Many members of the new Greek government such as Tsipras do not have experience in governing. Sooner or later, they will realize that it is continuity which marks policymaking. There is room for changes only if presented alternative suggestions are viable and sustainable. In that regard, the Greek prime minister believes that his government will be able to meet the country’s fiscal targets by proposing a model against austerity. His will to do so has created a wave of hope in some peripheral countries, such as Spain, where the Podemos movement is gaining ground. Realism is required though. Greece cannot act independently because it does not have its own currency as was the case with the then Brazilian president Lula in 2003. The best scenario is to participate in the recently announced European Quantitative Easing umbrella. Nonetheless, it will not benefit by the new program of the European Central Bank President Mario Draghi if it fails to agree with the “Troika” of the European Commission, the IMF and the European Central Bank.
Growth will help Greece to recover. But the main challenge is not to achieve growth through a massive monetary expansion of outward resources but via domestic structural reforms. Greece needs to reform from within in order to be able and serve its debts in the future. In spite of the pain of austerity, no other way could contribute to a drastic reduction of its twin deficits, the budget and the current account, in the previous four years.
The new coalition Greek government deserves some time. Its strong public mandate provides it with political legitimacy to start talks with the creditors of the country.

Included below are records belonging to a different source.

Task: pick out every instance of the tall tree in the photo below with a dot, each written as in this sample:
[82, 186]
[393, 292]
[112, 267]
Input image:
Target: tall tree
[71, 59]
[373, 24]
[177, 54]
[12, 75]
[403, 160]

It should remember, however, that previous Greek governments have failed to renegotiate. It should also be remembered that it was the Greek crisis that made the bailout of austerity necessary and not the bailout that created the Greek crisis. It is in the interests of the country, its citizens and the eurozone for the new Greek government to avoid illusions and look at the hard reality. Only by showing progress will Greece improve its bargaining position vis-à-vis the Troika and boost its credibility in order to negotiate for the post-bailout era. If it pretends to offer a panacea on its own, the new government will only lead Greece to an unknown adventure.